上QQ阅读APP看书，第一时间看更新

Grid world example using value and policy iteration algorithms with basic Python

The classic grid world example has been used to illustrate value and policy iterations with Dynamic Programming to solve MDP's Bellman equations. In the following grid, the agent will start at the south-west corner of the grid in (1,1) position and the goal is to move towards the north-east corner, to position (4,3). Once it reaches the goal, the agent will get a reward of +1. During the journey, it should avoid the danger zone (4,2), because this will give out a negative penalty of reward -1. The agent cannot get into the position where the obstacle (2,2) is present from any direction. Goal and danger zones are the terminal states, which means the agent continues to move around until it reaches one of these two states. The reward for all the other states would be -0.02. Here, the task is to determine the optimal policy (direction to move) for the agent at every state (11 states altogether), so that the agent's total reward is the maximum, or so that the agent can reach the goal as quickly as possible. The agent can move in 4 directions: north, south, east and west.

The complete code was written in the Python programming language with class implementation. For further reading, please refer to object oriented programming in Python to understand class, objects, constructors, and so on.

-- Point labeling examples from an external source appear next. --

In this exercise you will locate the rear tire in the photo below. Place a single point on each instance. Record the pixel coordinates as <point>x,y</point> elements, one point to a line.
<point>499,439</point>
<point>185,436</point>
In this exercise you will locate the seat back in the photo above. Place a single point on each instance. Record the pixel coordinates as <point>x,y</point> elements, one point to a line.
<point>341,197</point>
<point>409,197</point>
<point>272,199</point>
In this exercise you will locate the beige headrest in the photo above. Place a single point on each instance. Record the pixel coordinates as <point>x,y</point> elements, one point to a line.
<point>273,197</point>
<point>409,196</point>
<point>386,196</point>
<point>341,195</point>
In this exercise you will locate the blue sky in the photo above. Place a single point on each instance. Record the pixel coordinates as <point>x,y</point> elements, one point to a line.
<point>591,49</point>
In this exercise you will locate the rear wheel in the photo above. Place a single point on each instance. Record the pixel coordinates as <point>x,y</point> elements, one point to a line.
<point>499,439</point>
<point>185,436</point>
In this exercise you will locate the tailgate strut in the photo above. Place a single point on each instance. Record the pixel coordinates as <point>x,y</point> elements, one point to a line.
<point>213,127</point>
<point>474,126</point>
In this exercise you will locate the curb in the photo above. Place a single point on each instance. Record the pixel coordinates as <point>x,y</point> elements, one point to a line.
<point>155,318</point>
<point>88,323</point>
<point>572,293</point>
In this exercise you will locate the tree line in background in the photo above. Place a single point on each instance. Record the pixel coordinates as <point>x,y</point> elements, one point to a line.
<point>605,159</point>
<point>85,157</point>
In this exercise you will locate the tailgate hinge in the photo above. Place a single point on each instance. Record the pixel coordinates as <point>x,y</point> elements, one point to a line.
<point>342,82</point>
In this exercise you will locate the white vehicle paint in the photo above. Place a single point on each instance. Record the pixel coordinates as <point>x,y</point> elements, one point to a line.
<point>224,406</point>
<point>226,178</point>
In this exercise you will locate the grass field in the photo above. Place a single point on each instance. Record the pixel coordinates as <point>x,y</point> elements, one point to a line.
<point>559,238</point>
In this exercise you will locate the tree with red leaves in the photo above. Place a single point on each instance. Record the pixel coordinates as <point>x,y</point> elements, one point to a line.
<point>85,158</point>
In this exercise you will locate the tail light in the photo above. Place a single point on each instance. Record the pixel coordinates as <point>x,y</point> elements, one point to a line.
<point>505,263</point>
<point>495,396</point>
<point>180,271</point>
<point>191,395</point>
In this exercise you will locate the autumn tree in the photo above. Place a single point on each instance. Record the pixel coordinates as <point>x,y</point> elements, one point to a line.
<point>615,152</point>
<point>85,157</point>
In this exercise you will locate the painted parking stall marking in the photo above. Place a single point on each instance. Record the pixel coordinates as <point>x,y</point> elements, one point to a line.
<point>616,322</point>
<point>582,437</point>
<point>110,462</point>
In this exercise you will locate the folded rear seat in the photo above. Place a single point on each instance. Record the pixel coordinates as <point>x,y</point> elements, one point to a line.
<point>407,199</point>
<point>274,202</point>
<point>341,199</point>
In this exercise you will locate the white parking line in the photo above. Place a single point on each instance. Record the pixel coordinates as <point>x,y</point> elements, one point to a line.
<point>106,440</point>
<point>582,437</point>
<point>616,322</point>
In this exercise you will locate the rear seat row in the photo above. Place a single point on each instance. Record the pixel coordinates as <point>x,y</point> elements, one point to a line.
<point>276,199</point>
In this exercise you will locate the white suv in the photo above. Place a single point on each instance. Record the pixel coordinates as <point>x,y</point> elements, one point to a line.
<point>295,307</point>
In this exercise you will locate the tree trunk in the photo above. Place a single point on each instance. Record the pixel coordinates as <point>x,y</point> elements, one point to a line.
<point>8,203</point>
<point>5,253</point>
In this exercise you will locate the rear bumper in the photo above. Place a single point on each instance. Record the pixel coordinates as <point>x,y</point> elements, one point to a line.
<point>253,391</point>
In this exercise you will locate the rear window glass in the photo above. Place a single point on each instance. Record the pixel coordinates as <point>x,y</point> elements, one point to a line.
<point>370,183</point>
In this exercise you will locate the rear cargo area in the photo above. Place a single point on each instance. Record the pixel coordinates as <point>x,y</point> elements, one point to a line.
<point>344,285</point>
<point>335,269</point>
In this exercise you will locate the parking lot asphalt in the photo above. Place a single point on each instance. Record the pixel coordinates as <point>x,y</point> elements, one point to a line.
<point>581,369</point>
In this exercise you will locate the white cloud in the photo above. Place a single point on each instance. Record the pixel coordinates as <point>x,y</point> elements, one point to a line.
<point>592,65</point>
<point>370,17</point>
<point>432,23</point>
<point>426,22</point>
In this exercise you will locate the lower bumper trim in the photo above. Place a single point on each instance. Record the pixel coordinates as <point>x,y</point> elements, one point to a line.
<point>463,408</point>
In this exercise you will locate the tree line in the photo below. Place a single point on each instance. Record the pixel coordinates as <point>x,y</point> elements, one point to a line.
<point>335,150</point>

Import the random package for generating moves in any of the N, E, S, W directions:

>>> import random,operator

The following argmax function calculated the maximum state among the given states, based on the value for each state:

>>> def argmax(seq, fn):
...     best = seq[0]; best_score = fn(best)
...     for x in seq:
...         x_score = fn(x)
...     if x_score > best_score:
...         best, best_score = x, x_score
...     return best

To add two vectors at component level, the following code has been utilized for:

>>> def vector_add(a, b):
...     return tuple(map(operator.add, a, b))

Orientations provide what the increment value would be, which needs to be added to the existing position of the agent; orientations can be applied on the x-axis or y-axis:

>>> orientations = [(1,0), (0, 1), (-1, 0), (0, -1)]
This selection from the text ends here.